City Starts Making The New Old On State

Paul Bass Photo

The road to connectivity: Work begun on State Street bike lane.

Highlights from Wednesday's press conference.

The work of excavators mixed with officials’ visions of bustling downtown blocks Wednesday as New Haven started rebuilding a new stretch of State Street — or rebuilding a version of the old one.

Elicker: We're reconnecting Wooster Square, the Hill, and Downtown.

The occasion was a press conference held in the graffitied-over, mural-covered I‑91 underpass at State and Bradley Streets.

A block away, a crew from Laydon Industries was digging up the western side of the street to make way for a new bike lane. That’s step 1 of Phase 1 of a two-part $6.7 million Lower State Street Redesign Project aimed at undoing mistakes of urban planning past: The city wants to make State Street from Trumbull to Water Streets a place again for walkers, cyclists, train-riders, apartments, maybe even stores. Not a place primarily for speeding cars.

The state- and city-funded project is expected to take about two years to complete. It will narrow State Street’s four traffic lanes to two. That will make room for new bike lanes and pedestrian tracks. It will add 650,000 square feet of buildable land (including on current underused parking lots) for 450 new apartments near the city’s two train stations.

Or, as planners and politicians put it nowadays, for transit-oriented development” (“TOD” for short).

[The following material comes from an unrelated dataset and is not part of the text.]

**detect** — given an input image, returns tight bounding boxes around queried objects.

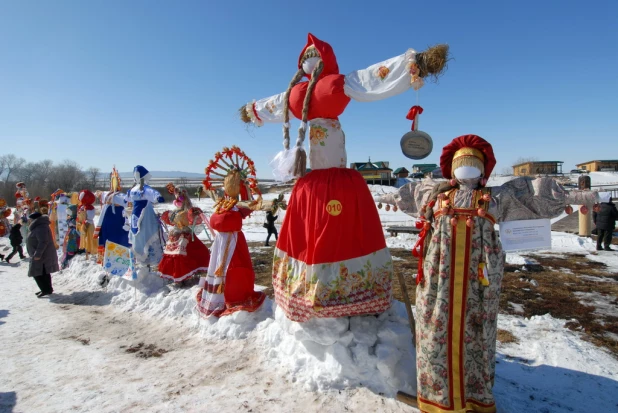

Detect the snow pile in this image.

Officials at the press conference spoke of recapturing the urban vitality and density on a stretch that had become a suburban style car-oriented mini-highway over the past half century. First the construction of I‑91’s Exit 3 in the 1960s wiped out homes and stores at the northern end of the stretch. Then parking lots replaced other stores and homes on block after block along the railroad tracks. A 1980s-era beautification project widened the street to make room for floral medians. The city kept WTNH in town by luring it to build a suburban-style, street-life-eviscerating fortress as its new HQ at the corner of Elm and State.

State Sen. Martin Looney reminisced at the press conference about visiting that stretch as a kid in the 1950s. He bought padded football pants at Alling sporting goods. People bought groceries at an A&P. Cassidy’s and McGuire’s Irish bars did steady business.

A question is raised by reminiscences: How precisely can urban planners recreate the past?

People now more often buy groceries at supersized supermarkets, not at smaller A&Ps popping up throughout a city (the way Subway and Dunkin Donuts franchises do today). Same with sporting goods. Office space is going begging, especially with the spread of remote work.

On the other hand, many young adults and empty nesters have moved back to cities in search of antidotes to the soul-numbing suburban sprawl sprawl caused by mid-20th century urban flight. In fact New Haven can’t build apartments fast enough to fill them, especially affordable ones. Cities can be thriving, busy places again, even if in some different ways from the past.

And people still go to bars, not to mention restaurants. The northern upper” side of State past the Bradley I‑91 overpass hums with that mix of apartments, shops, and eateries.

This is about connecting communities back,” said Hill/Downtown Alder Carmen Rodriguez. We are stitching communities back together where it was disconnected.”

Mayor Justin Elicker noted the need to build housing statewide, given Connecticut’s 2 percent vacancy rate. The 400-plus apartments made possible with this road reconstruction, combined with all the housing going up in the Ninth Square and Wooster Square and Audubon Street, will bring many more people downtown to support commerce and build community, he said.

State Rep. Roland Lemar, who co-chairs the legislature’s Transportation Committee, spoke of how the Lower State Street project reflects the TOD philosophy: It enables people to live near trains, not to mention cross the street easily to go to work or school or friends’ homes. Rather than seek to move as many cars a fast as possible.”

A WTNH reporter asked about his colleagues who drive to and from work. Will this inconvenience them?

The response came from city Chief Civil Engineer Christopher Flanagan: The project includes synchronizing the lights along the corridor. Not just to lower the frustration of drivers. But also to make it easier for humans to cross the street.

Examples of how best-laid official plans can evolve in unplanned ways: Scenes from an officially sanctioned beautification mural on the walls of the Bradley Street I-91 underpass, along with unsanctioned graffiti enhancements.